「組み込み技術者教育」の理想と現実(2) ―― 組み込みエンジニアへの技術習得支援が焦眉の急

近森 満

tag: 組み込み

コラム 2008年10月17日

 筆者はかつて,大手電機メーカで製品開発や市場開拓の業務に携わっていました.その後,IT人材育成支援の仕事に転じ,現在は組み込み業界の技術者育成支援のため,組込みシステム技術協会(JASA)の下で「組込みソフトウェア技術者試験」の普及推進活動に取り組んでいます.

●電子・情報系職種の人気が低迷

 若者の間で理工系離れが進んでいると言われて久しいのですが,昨今では,さらに電子・情報系のエンジニアを志す若者が減ってきています.大学や各種専門学校の電子・情報系学部への応募者数が減ってきているのはもちろんのこと,電子・情報系学部を持っている学校そのものが減少しています.企業の人気ランキングでも,電子・情報系の会社が上位に入るケースが少なくなってきています.その一方で,組み込み業界の人材難の問題は深刻です.

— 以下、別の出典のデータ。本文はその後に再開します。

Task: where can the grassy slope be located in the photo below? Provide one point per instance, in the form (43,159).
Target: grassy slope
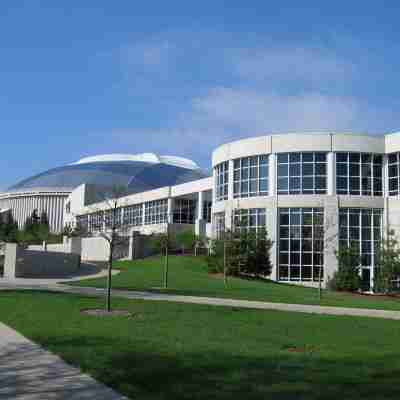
(181,351)
(188,275)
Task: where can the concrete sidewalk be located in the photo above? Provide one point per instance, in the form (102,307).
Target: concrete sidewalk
(260,305)
(28,372)
(213,301)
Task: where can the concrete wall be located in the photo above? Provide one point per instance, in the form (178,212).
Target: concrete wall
(95,249)
(20,263)
(22,205)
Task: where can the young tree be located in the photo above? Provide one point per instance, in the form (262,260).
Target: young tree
(114,228)
(163,243)
(9,230)
(387,264)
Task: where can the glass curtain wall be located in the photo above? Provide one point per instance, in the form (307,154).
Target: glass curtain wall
(207,206)
(96,221)
(394,166)
(250,176)
(301,173)
(359,174)
(133,215)
(361,228)
(221,181)
(301,244)
(250,220)
(82,222)
(156,212)
(219,224)
(184,211)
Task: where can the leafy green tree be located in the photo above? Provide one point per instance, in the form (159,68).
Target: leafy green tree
(8,230)
(387,264)
(44,220)
(347,277)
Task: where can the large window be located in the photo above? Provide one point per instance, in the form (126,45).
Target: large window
(82,222)
(133,215)
(361,228)
(250,176)
(301,244)
(301,173)
(112,218)
(359,174)
(394,176)
(221,181)
(156,212)
(250,220)
(184,211)
(207,206)
(219,224)
(96,221)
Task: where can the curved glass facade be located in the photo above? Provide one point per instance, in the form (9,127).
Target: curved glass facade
(393,174)
(359,174)
(222,181)
(301,173)
(250,176)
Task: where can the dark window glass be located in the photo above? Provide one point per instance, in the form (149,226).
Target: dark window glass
(297,256)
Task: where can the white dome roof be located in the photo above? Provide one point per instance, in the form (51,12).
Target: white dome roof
(144,157)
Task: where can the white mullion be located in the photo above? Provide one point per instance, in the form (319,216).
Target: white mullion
(290,243)
(312,245)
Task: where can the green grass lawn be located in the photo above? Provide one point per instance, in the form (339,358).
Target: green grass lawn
(188,275)
(181,351)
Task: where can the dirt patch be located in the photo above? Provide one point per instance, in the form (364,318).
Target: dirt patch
(384,296)
(297,349)
(98,312)
(216,275)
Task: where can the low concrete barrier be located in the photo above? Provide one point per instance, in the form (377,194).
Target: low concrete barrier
(21,263)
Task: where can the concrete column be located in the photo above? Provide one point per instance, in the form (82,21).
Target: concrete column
(200,224)
(200,203)
(230,180)
(131,251)
(75,245)
(331,236)
(331,174)
(143,214)
(272,229)
(385,176)
(170,210)
(228,215)
(10,260)
(272,175)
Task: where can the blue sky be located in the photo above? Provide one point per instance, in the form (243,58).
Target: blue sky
(79,78)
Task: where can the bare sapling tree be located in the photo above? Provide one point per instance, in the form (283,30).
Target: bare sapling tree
(113,229)
(325,239)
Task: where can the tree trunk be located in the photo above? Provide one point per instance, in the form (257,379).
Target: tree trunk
(320,284)
(110,259)
(166,269)
(225,277)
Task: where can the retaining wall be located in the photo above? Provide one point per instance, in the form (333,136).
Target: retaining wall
(21,263)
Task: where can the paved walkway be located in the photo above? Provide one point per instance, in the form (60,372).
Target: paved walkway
(260,305)
(28,372)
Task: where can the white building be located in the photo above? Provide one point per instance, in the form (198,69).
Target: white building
(311,191)
(48,191)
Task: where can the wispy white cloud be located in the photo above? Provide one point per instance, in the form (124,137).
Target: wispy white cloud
(313,65)
(269,90)
(146,54)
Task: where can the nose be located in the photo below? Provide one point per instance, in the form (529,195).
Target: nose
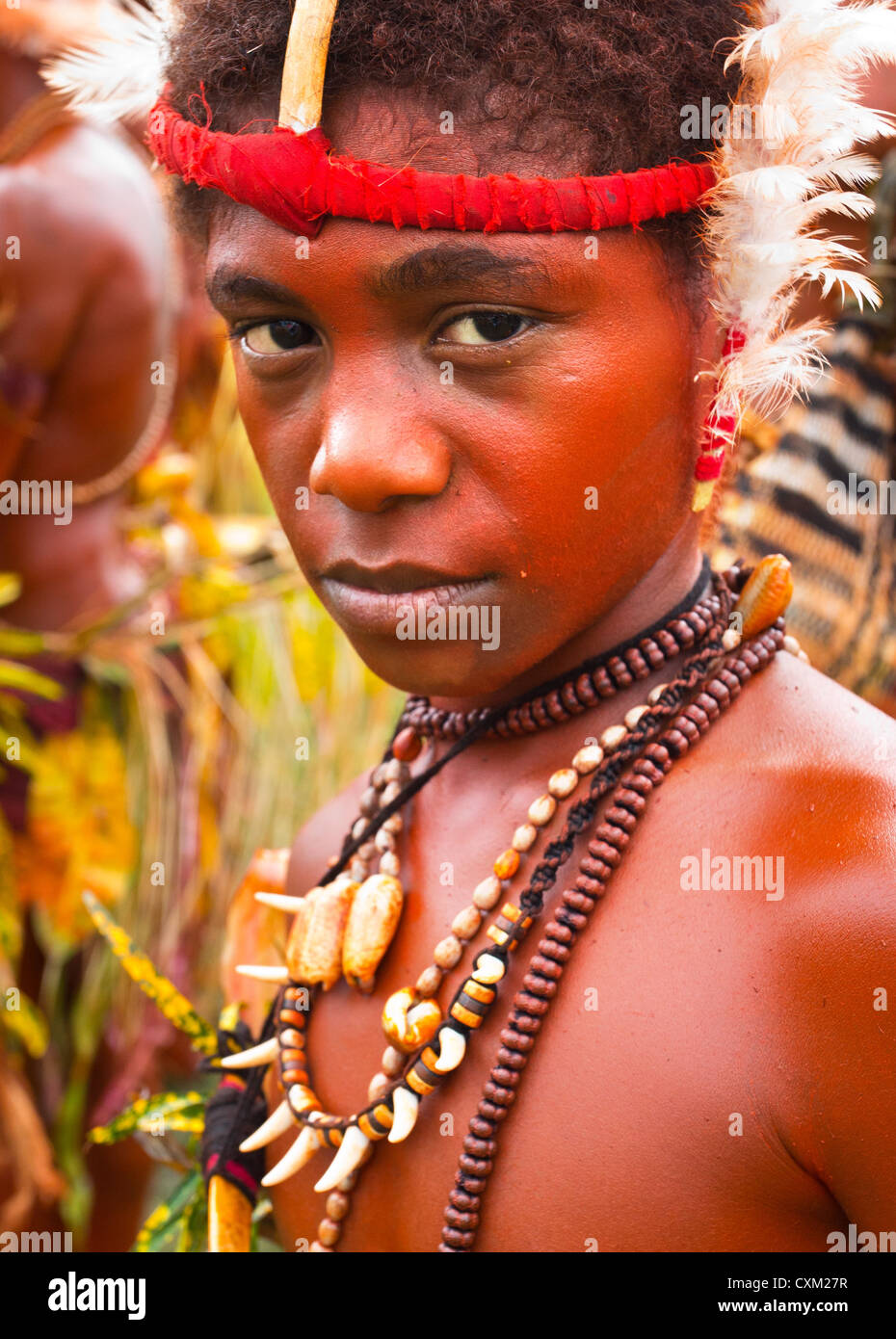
(371,456)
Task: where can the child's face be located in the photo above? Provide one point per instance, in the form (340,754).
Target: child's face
(505,422)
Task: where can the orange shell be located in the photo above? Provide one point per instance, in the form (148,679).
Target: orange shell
(315,947)
(766,594)
(408,1022)
(371,923)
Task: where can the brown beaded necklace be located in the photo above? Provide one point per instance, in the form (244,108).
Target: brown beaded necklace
(630,762)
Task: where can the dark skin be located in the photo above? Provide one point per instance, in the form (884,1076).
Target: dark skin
(709,1003)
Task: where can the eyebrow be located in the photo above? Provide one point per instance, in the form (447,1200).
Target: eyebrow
(232,285)
(429,268)
(445,264)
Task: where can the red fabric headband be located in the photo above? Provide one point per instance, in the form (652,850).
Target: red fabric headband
(296,181)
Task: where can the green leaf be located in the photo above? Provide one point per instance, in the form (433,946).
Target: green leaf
(165,1113)
(171,1216)
(21,1018)
(140,967)
(28,680)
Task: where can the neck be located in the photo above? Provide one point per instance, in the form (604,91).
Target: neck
(637,608)
(19,83)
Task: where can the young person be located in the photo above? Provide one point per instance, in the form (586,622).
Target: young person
(508,422)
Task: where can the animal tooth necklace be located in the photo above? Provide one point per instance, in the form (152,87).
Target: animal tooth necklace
(344,926)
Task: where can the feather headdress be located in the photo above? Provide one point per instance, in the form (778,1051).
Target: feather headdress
(38,30)
(116,71)
(786,160)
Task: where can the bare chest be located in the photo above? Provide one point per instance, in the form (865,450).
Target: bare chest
(638,1121)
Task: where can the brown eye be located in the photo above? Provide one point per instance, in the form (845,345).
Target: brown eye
(278,336)
(484,327)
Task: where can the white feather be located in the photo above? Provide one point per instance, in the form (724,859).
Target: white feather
(801,64)
(120,72)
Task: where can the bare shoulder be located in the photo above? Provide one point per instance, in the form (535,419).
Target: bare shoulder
(83,192)
(322,837)
(799,742)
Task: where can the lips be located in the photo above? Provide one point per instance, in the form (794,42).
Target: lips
(374,600)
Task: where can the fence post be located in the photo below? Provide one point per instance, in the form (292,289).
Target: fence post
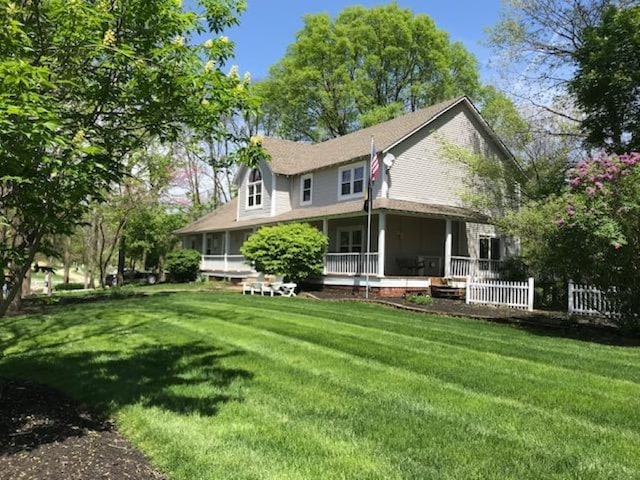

 経済産業省が発表した「2006年版 組込みソフトウェア産業実態調査報告書」によると,20万人のエンジニアが組み込み技術関連の業務に従事しており,必要な人材が94,000人不足しているという数字がでています注1.足りない分はオフショア開発(海外への開発拠点のシフト,および海外企業への開発業務委託)に頼らざるをえないのでしょうが,それとは別に,国内の人材育成のてこ入れも必要だと思います.

 注1https://sec.ipa.go.jp/download/200606es.phpを参照.

 ただし,このような問題は今に始まったことではなく,筆者の知る限り,20年近く前から「マイコン・エンジニアの不足」は電子業界の課題の一つになっていたと思います.

●個人の自己研さんに頼っている知識習得

 それでは,企業における組み込み技術者育成に対する取り組みは,どのような状況になっているのでしょう.

 筆者は,人材育成の観点で,多くの企業経営者や教育担当者から話を聞く機会がありますが,多くの方が以下の三つのポイントを指摘します.


  • 組み込み技術には幅広い知識が必要

  • 技術流動があり,スキル習得が容易ではない

  • コミュニケーション能力が重要


 どれも大きな問題ですが,共通項があります.それは「知識の必要性」という点です.コミュニケーションも技術(知識とスキル)の上に成り立っています.また,技術は変化(発展)していくことが当たり前なので,継続的に習得する必要があります.組み込みシステム開発では,扱う製品や部品,アーキテクチャなどによってさまざまな技術が必要となるので,幅広い知識が要求されます.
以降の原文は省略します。